Eclesiologia paulina x eclesiologia inaciana

Quando o apóstolo Paulo escreveu aos Coríntios, estes estavam enfrentando um sério risco de divisão. Uns diziam que eram de Paulo, outros de Pedro, outros de Apolo, outros de Cristo (I Co 3.4 e ss) ... ou seja, cada qual, pertencente a um partido.

Tal divisão se encontrava na própria prática da Ceia do Senhor, que acaba gerando uma dura reprimenda de Paulo, bem como outras exortações.

Ao discorrer sobre os dons espirituais, Paulo ensinou que era o próprio Espírito que concedia os seus dons de modo que lhe aprazia, sendo que todos eram igualmente importantes na Igreja; Paulo portanto, tem uma visão bem clara do funcionamento orgânico do corpo.

E finalmente, para encerrar a discussão acerca da unidade da Igreja, Paulo cita talvez um dos mais belos textos acerca do amor que jamais foram escritos, que é, inclusive, muito utilizado em convites de casamento, que se encontra em 1 Coríntios 13.

Em nenhum momento o apóstolo encerra a discussão acerca da unidade dizendo: sou apóstolo, fora de mim, fora de Cristo, me obedeçam; se não esteverem submissos à liderança que eu implantei por aí, estão fora da salvação...

Por mais arriscada que fosse a perda da unidade por parte de seus leitores, Paulo apelou ao amor para a manutenção da unidade, como bem convém aos cristãos.

Entretanto, em Inácio de Antioquia, uns cinquenta anos depois, em suas sete epístolas, quando se fala em unidade, tudo se resume na submissão ao bispo.
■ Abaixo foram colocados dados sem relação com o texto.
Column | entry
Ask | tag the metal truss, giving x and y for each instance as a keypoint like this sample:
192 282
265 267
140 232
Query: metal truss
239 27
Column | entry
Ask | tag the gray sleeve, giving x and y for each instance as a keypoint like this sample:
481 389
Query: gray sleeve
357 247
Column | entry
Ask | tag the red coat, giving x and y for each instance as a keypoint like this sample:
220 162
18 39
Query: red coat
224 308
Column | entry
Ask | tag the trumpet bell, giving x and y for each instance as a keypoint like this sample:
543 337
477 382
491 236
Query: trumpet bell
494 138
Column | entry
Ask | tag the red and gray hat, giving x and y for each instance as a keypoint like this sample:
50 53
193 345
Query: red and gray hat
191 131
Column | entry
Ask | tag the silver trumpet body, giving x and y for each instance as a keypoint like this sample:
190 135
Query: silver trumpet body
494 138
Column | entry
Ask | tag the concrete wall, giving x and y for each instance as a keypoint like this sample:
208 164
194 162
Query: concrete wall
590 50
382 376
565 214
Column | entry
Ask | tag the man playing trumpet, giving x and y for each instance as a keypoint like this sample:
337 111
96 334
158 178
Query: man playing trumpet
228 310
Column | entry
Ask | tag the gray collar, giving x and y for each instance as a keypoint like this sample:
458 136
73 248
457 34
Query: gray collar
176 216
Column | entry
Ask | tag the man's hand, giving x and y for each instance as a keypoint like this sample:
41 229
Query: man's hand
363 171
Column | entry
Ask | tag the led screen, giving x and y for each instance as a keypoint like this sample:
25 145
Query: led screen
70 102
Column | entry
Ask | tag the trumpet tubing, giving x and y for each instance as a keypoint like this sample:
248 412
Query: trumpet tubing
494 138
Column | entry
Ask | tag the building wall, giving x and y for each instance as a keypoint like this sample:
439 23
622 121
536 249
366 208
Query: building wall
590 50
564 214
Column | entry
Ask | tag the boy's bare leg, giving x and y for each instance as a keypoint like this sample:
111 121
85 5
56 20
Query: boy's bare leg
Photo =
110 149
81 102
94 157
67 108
A função orgânica da Igreja não parece mais estar nos carismas livremente cedidos pelo Espírito à Igreja, mas sim na tríplece ordem, qual seja, episcopado, presbiterato e diaconato. Ou seja, aqui vemos o germinar (ou quem sabe uma radicalização) de um pensamento que vai fundamentar todo o período posterior, qual seja, a de uma igreja "que ensina" e outra igreja que "aprende", ou a divisão da ordem dos clérigos e dos leigos.

Eu não duvido das imensas contribuições que tal sistema trouxe ao cristianismo; dentre elas, provou-se ser um dos métodos mais eficazes na organização eclesiástica e na manutenção de uma unidade institucional de que se tem notícia. Os católico romanos e ortodoxos, cuja instituição beira dois mil anos, estão aí para a isto comprovar. Entretanto, uma leitura serena e honesta, em minha opinião, de Paulo e Inácio, parece demonstrar uma sensível mudança de paradigma no que tange ao sistema eclesiástico, de uma comunidade um pouco mais carismática para uma outra instituicional, com a diminuição sensível dos ofícios proféticos/carismáticos da igreja para um outro modelo mais instituicional e hierarquizado.

Quando o modelo institucional/hierárquico fundiu-se ao Estado, outras expressões praticamente desapareceram ou ficaram na ilegalidade, de modo que tais discussões só voltam com força total no período da Reforma e continuam até os nossos dias.

Quem se interessar seriamente pelas discussões ecumênicas, necessariamente terá que olhar com compreensão para todas estas perspectivas para tentar construir verdadeiramente um diálogo construtivo e rumo à unidade.